Another day, another departure. This one caught me a little closer than the past few celebrity deaths. Frank McCourt, author of "Angela's Ashes" joined the choir invisible on Sunday. He was seventy-eight years young.
Even though he was known primarily for the story of his impoverished youth in Ireland, my own McCourt fixation centered on his recollections of teaching public school, "Teacher Man." Four years ago, when I really needed a shove from behind to get out the door on most days, I read this memoir and felt instant relief. I wasn't the only one who routinely felt that they were making things up as they went along. I wasn't alone walking the tightrope between administrators and parents. I took great solace in the thirty-year career that Mister McCourt enjoyed before retiring and beginning his writing career.

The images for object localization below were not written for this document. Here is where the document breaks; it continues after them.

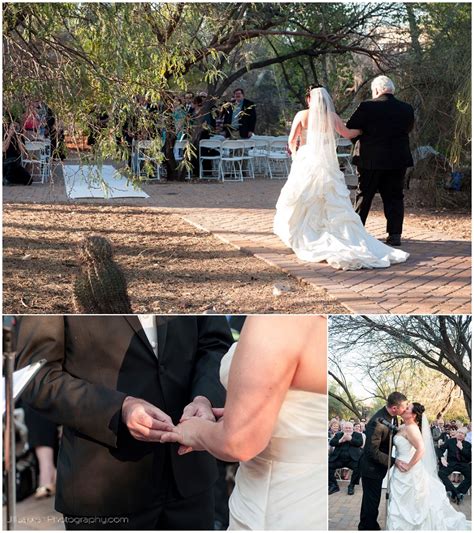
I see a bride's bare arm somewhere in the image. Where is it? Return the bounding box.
[404,424,425,470]
[288,111,303,154]
[162,315,322,461]
[333,113,362,139]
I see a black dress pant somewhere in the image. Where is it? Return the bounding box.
[355,168,406,235]
[438,462,472,496]
[329,458,361,487]
[64,451,214,530]
[64,488,214,530]
[358,476,383,530]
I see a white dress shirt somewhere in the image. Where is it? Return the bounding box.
[138,315,158,357]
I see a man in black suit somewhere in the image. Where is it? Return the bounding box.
[358,392,408,530]
[223,88,256,139]
[437,427,472,504]
[15,316,233,530]
[328,421,364,495]
[347,76,414,246]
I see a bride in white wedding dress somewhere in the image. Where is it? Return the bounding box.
[274,86,409,270]
[161,315,327,530]
[387,402,470,530]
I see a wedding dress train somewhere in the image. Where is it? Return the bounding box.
[220,343,326,530]
[274,88,409,270]
[387,434,470,530]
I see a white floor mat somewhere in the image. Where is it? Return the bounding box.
[63,165,150,199]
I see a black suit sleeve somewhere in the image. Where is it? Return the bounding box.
[366,422,392,467]
[329,432,343,447]
[461,441,471,461]
[15,316,126,448]
[191,317,233,407]
[350,432,364,448]
[346,102,367,131]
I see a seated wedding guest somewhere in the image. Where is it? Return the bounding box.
[437,427,471,504]
[3,117,32,185]
[15,316,233,530]
[466,423,472,443]
[328,419,340,440]
[353,422,366,447]
[223,88,256,139]
[328,421,363,496]
[438,423,452,446]
[431,418,443,445]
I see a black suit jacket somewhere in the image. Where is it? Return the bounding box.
[346,93,414,170]
[359,406,398,479]
[329,431,364,463]
[437,438,472,465]
[223,98,257,138]
[15,316,233,516]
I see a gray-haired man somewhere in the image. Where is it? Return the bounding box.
[347,76,415,246]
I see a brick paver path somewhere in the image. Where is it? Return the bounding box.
[329,480,471,530]
[4,165,471,314]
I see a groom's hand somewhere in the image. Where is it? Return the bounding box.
[122,396,175,441]
[180,395,215,423]
[395,459,409,472]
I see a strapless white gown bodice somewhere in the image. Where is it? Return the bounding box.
[274,129,409,270]
[220,343,326,530]
[387,434,470,530]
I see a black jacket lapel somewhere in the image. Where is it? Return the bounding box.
[124,316,156,358]
[155,316,168,362]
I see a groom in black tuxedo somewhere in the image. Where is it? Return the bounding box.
[358,391,408,531]
[15,316,233,530]
[347,76,414,246]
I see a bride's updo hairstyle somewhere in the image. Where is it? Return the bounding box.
[305,84,324,99]
[412,402,425,431]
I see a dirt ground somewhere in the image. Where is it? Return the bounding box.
[370,196,471,240]
[3,203,347,314]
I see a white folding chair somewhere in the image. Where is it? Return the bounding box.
[248,138,270,177]
[174,139,192,180]
[267,139,290,179]
[22,140,51,184]
[199,139,222,180]
[219,140,245,181]
[134,139,161,180]
[337,138,355,175]
[241,140,256,179]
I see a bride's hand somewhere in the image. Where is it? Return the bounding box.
[160,417,210,454]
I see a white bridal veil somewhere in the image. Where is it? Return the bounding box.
[306,87,339,171]
[421,414,439,479]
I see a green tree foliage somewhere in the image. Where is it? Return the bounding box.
[3,2,470,191]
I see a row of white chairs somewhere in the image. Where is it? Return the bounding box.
[132,134,354,182]
[195,136,291,181]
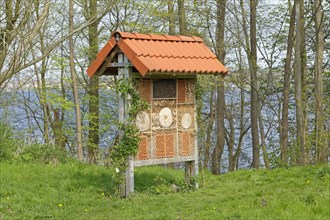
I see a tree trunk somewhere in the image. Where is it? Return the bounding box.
[294,0,306,165]
[281,1,295,166]
[178,0,187,35]
[313,0,326,164]
[250,0,260,168]
[226,110,235,172]
[87,0,100,164]
[211,0,226,175]
[69,0,83,162]
[204,90,215,169]
[257,104,270,168]
[167,0,175,35]
[300,1,308,164]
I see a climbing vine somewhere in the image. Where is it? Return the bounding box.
[111,77,148,195]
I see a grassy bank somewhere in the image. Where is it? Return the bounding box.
[0,162,329,219]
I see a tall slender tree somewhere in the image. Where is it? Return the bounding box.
[281,0,295,165]
[69,0,83,161]
[313,0,326,164]
[204,91,215,169]
[250,0,260,168]
[294,0,307,165]
[167,0,175,35]
[211,0,226,175]
[178,0,187,35]
[87,0,100,163]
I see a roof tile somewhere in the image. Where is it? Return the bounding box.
[149,34,167,41]
[117,32,136,39]
[178,35,195,42]
[164,35,182,41]
[134,33,152,40]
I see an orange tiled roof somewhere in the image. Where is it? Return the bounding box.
[87,31,228,78]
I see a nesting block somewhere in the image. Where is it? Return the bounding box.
[137,135,149,160]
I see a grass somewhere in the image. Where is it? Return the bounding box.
[0,162,329,219]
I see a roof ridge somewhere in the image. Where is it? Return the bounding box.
[112,31,203,43]
[137,54,216,59]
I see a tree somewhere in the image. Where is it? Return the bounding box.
[167,0,175,35]
[280,0,295,165]
[239,0,260,168]
[86,0,100,163]
[204,90,216,169]
[0,0,109,94]
[211,0,226,175]
[0,0,50,91]
[249,0,260,168]
[178,0,187,35]
[313,0,326,164]
[294,0,307,165]
[69,0,83,161]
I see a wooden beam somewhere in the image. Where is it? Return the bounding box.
[95,46,120,76]
[108,62,132,68]
[134,156,195,167]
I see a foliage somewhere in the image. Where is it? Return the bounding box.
[0,122,69,164]
[0,123,21,162]
[0,163,329,219]
[18,143,69,164]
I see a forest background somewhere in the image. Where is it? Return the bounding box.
[1,0,329,172]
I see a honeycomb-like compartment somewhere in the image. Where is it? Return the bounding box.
[177,79,186,103]
[138,79,151,103]
[137,136,148,160]
[180,132,190,156]
[165,134,174,157]
[156,134,166,158]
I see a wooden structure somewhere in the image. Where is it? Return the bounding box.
[87,31,228,196]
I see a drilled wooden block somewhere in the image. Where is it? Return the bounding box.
[138,79,151,103]
[177,105,195,130]
[177,79,186,103]
[180,132,190,156]
[138,136,148,160]
[186,79,195,103]
[165,134,174,157]
[156,134,166,158]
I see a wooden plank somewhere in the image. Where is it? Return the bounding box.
[109,62,132,67]
[134,156,195,167]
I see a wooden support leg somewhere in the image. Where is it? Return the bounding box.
[185,160,198,188]
[125,156,134,196]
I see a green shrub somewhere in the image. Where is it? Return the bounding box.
[19,143,69,164]
[316,166,330,179]
[0,122,69,164]
[0,123,20,162]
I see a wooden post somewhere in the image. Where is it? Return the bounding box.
[118,53,134,197]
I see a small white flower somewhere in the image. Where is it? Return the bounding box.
[115,167,120,173]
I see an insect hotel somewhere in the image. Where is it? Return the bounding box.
[87,31,228,196]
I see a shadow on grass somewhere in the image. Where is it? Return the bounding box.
[66,164,185,195]
[134,166,185,192]
[66,165,117,195]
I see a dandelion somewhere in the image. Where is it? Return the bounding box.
[116,167,120,173]
[102,192,105,196]
[58,204,63,207]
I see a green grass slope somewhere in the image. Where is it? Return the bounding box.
[0,162,329,219]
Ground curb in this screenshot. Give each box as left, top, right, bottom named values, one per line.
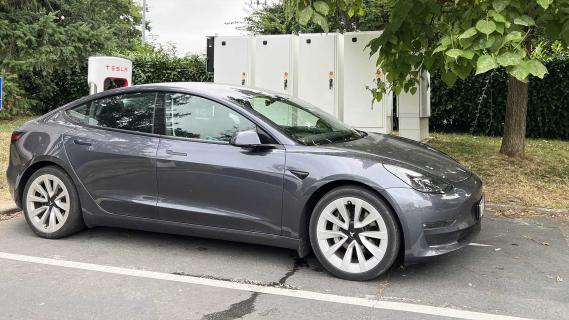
left=487, top=203, right=569, bottom=215
left=0, top=206, right=20, bottom=215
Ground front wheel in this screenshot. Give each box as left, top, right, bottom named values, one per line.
left=23, top=166, right=84, bottom=239
left=309, top=186, right=401, bottom=281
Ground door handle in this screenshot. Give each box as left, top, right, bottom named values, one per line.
left=166, top=149, right=187, bottom=157
left=73, top=139, right=91, bottom=146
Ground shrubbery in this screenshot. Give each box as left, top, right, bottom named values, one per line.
left=1, top=47, right=212, bottom=119
left=430, top=56, right=569, bottom=140
left=125, top=48, right=212, bottom=85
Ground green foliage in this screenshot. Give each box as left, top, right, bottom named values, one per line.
left=430, top=56, right=569, bottom=140
left=240, top=0, right=391, bottom=34
left=0, top=0, right=143, bottom=116
left=238, top=2, right=324, bottom=34
left=0, top=73, right=30, bottom=119
left=126, top=48, right=212, bottom=85
left=288, top=0, right=569, bottom=95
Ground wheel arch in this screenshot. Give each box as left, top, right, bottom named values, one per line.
left=16, top=157, right=74, bottom=208
left=298, top=179, right=406, bottom=264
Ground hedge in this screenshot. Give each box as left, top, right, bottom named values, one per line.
left=11, top=51, right=212, bottom=117
left=430, top=57, right=569, bottom=140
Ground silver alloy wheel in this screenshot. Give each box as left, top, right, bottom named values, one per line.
left=25, top=174, right=70, bottom=233
left=316, top=197, right=389, bottom=274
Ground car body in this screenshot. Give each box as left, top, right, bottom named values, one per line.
left=6, top=82, right=483, bottom=280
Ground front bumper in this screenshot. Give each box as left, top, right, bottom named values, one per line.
left=384, top=174, right=483, bottom=264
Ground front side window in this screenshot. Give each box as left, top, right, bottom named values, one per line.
left=230, top=93, right=364, bottom=146
left=66, top=92, right=157, bottom=133
left=165, top=93, right=256, bottom=142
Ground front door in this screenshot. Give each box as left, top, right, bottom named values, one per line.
left=156, top=93, right=285, bottom=234
left=64, top=91, right=159, bottom=218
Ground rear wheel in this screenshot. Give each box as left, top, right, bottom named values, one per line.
left=23, top=166, right=84, bottom=239
left=309, top=186, right=400, bottom=281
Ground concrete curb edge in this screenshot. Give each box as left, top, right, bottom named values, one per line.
left=0, top=206, right=20, bottom=215
left=487, top=203, right=569, bottom=215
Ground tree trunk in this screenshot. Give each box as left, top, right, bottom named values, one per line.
left=500, top=75, right=528, bottom=158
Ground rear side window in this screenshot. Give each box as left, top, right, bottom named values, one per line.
left=66, top=103, right=90, bottom=123
left=66, top=92, right=157, bottom=134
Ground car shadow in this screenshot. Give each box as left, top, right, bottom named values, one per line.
left=8, top=216, right=482, bottom=284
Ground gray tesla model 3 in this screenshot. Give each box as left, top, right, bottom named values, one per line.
left=6, top=82, right=483, bottom=281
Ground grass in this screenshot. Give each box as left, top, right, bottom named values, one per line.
left=0, top=115, right=37, bottom=202
left=0, top=116, right=568, bottom=209
left=428, top=133, right=569, bottom=209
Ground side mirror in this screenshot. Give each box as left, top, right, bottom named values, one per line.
left=231, top=130, right=263, bottom=147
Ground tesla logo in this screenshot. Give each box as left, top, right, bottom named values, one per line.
left=105, top=65, right=128, bottom=72
left=349, top=231, right=355, bottom=237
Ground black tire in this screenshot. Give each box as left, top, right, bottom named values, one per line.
left=309, top=186, right=401, bottom=281
left=22, top=166, right=84, bottom=239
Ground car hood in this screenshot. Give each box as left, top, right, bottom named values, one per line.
left=329, top=133, right=472, bottom=182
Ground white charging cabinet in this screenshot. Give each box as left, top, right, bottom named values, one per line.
left=296, top=33, right=343, bottom=118
left=213, top=36, right=254, bottom=86
left=342, top=31, right=392, bottom=133
left=397, top=71, right=431, bottom=141
left=253, top=35, right=297, bottom=95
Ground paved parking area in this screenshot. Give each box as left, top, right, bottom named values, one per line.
left=0, top=212, right=567, bottom=320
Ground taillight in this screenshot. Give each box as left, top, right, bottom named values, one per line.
left=10, top=131, right=24, bottom=143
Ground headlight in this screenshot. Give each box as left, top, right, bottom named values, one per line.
left=383, top=163, right=453, bottom=194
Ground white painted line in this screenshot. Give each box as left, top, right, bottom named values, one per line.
left=0, top=251, right=532, bottom=320
left=468, top=243, right=493, bottom=247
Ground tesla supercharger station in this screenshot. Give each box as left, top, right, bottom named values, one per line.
left=253, top=35, right=297, bottom=95
left=209, top=31, right=430, bottom=141
left=297, top=33, right=343, bottom=118
left=342, top=31, right=393, bottom=133
left=397, top=71, right=431, bottom=141
left=213, top=36, right=254, bottom=86
left=87, top=56, right=132, bottom=95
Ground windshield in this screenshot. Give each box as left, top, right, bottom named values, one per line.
left=228, top=91, right=364, bottom=146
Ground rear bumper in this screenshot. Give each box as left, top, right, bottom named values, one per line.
left=5, top=144, right=20, bottom=207
left=384, top=174, right=483, bottom=264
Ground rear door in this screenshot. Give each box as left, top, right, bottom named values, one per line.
left=156, top=92, right=286, bottom=234
left=63, top=91, right=160, bottom=218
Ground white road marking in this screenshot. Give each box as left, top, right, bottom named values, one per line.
left=468, top=243, right=493, bottom=247
left=0, top=251, right=532, bottom=320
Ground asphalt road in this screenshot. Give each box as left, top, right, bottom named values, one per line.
left=0, top=212, right=567, bottom=320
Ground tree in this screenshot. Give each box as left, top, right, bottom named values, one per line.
left=237, top=2, right=324, bottom=34
left=0, top=0, right=143, bottom=116
left=238, top=0, right=390, bottom=34
left=285, top=0, right=569, bottom=158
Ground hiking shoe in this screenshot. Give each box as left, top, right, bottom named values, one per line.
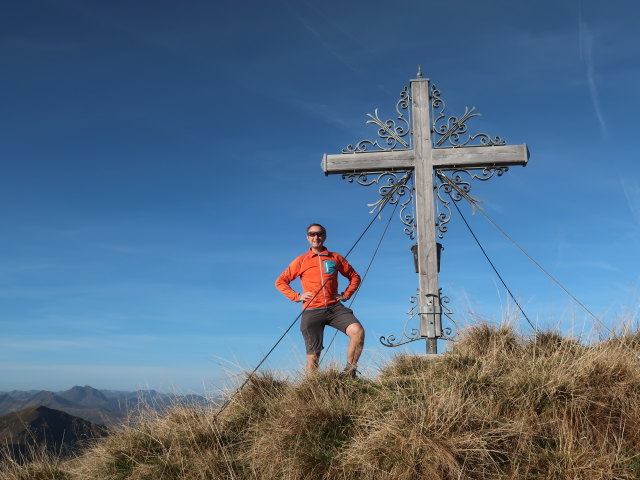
left=339, top=363, right=358, bottom=379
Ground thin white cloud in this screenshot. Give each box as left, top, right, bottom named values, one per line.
left=296, top=16, right=362, bottom=78
left=0, top=262, right=59, bottom=275
left=290, top=1, right=402, bottom=94
left=291, top=98, right=358, bottom=131
left=578, top=8, right=607, bottom=138
left=621, top=177, right=640, bottom=226
left=0, top=338, right=88, bottom=350
left=559, top=260, right=620, bottom=273
left=58, top=1, right=214, bottom=66
left=0, top=333, right=268, bottom=352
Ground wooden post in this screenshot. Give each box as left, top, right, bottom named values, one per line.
left=411, top=76, right=441, bottom=353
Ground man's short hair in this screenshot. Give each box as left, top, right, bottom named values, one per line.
left=306, top=223, right=326, bottom=235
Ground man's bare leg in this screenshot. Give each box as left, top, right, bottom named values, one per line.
left=306, top=353, right=320, bottom=374
left=345, top=323, right=365, bottom=366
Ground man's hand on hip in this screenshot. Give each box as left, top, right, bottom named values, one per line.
left=299, top=291, right=314, bottom=302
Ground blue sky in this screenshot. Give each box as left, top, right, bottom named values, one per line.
left=1, top=0, right=639, bottom=393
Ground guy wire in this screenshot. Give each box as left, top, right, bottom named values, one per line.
left=449, top=192, right=536, bottom=332
left=320, top=198, right=400, bottom=365
left=446, top=175, right=640, bottom=359
left=214, top=174, right=408, bottom=419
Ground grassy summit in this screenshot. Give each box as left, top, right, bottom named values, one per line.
left=3, top=323, right=640, bottom=479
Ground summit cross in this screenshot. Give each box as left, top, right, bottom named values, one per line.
left=321, top=69, right=529, bottom=354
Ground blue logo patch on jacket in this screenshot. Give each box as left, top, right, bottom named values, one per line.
left=323, top=260, right=336, bottom=274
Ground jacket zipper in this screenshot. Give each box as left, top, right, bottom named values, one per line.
left=318, top=255, right=327, bottom=308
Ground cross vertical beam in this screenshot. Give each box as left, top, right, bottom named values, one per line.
left=411, top=75, right=441, bottom=353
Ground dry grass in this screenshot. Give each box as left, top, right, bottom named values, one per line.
left=2, top=324, right=640, bottom=479
left=0, top=445, right=71, bottom=480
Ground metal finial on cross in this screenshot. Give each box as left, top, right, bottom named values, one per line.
left=320, top=71, right=529, bottom=354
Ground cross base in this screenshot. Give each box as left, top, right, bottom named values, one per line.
left=426, top=337, right=438, bottom=354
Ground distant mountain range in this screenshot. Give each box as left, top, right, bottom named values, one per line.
left=0, top=405, right=108, bottom=461
left=0, top=386, right=211, bottom=427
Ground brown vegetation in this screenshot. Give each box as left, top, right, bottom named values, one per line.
left=2, top=323, right=640, bottom=479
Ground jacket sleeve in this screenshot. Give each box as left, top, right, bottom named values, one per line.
left=275, top=257, right=301, bottom=302
left=337, top=255, right=361, bottom=300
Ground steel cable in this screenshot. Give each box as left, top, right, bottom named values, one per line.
left=320, top=199, right=399, bottom=365
left=214, top=176, right=408, bottom=418
left=448, top=180, right=640, bottom=359
left=449, top=193, right=536, bottom=332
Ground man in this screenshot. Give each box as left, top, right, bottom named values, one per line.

Most of all, he was the one who made it okay for me to share myself as a human being to my students. My own youth and upbringing, though at times completely disparate from that of the kids in my class, could still inform my teaching. Having a kid of my own allowed me a window on their world that I was careful about opening when I started. He's also the one who wrote so eloquently of the terror and pleasure of taking a group of inner-city kids out into the world. Taking a busload into Times Square to see a movie? Read the book and you'll understand.
"F. Scott Fitzgerald said there are no second acts in American lives. I think I've proven him wrong," McCourt later explained. "And all because I refused to settle for a one-act existence, the thirty years I taught English in various New York City high schools." Bravo for acts one and two.
Oh, Angela's Ashes was sooo depressing! I started to give monthly to our local food bank after reading that book. RIP!